Ray Charles White has been working from his loft in
New York City for the past 20 years. In the early
1980's he studied with Ansel Adams and later attended
the New School for Social Research.
He has exhibited in the United States, Canada, England,
France, Germany, Mexico Spain, and Japan. His work
is represented in numerous collections including The
Tate Gallery, the Dia Art Foundation, FAE - Musee
D'Art Contemporain, the Norton Museum of Art, Barclays
Bank Corporate Collection, and the Goldman Sachs Corporate
Collection.
In an essay on White
work, Henry Geldzahler (former Curator of 20th Century
Art, Metropolitan Museum of Art, New York) wrote:
"It was David Hockney who, in many sessions of
working and talking, emphasized to Ray that one of
the true subjects of photography is the ebb and flow
of the life of the moment.
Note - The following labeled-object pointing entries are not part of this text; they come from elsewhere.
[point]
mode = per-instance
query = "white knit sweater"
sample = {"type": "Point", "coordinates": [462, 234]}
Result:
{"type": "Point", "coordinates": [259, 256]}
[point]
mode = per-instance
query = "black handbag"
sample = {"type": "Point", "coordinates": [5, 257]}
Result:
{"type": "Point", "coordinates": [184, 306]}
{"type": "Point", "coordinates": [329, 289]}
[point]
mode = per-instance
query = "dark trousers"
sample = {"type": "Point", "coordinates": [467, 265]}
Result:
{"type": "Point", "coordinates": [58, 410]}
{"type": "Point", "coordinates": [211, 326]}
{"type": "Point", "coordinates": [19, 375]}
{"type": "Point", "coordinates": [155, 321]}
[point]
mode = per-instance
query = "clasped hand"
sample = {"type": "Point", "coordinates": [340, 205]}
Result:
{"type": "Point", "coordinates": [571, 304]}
Ray Charles White brings
no theoretical considerations to bear in his work,
no gimmicks, no pre-ordained compositional preferences.
Lit naturally, laying bare the workings of time. Ancient
and immediate. He fixes his images tenderly yet forcefully."
Ray Charles
White says of his work: "I believe photography
is an exclusionary exercise, a process of subtraction
and distillation. There is an elusive beauty to water-a
fleeting, transient, of-the-moment beauty I have tried
to capture and translate some of that quality into
this work."
Ray Charles
White’s work has been published and exhibited
internationally and is represented in the Tate Gallery,
London and the Barclays Bank collections.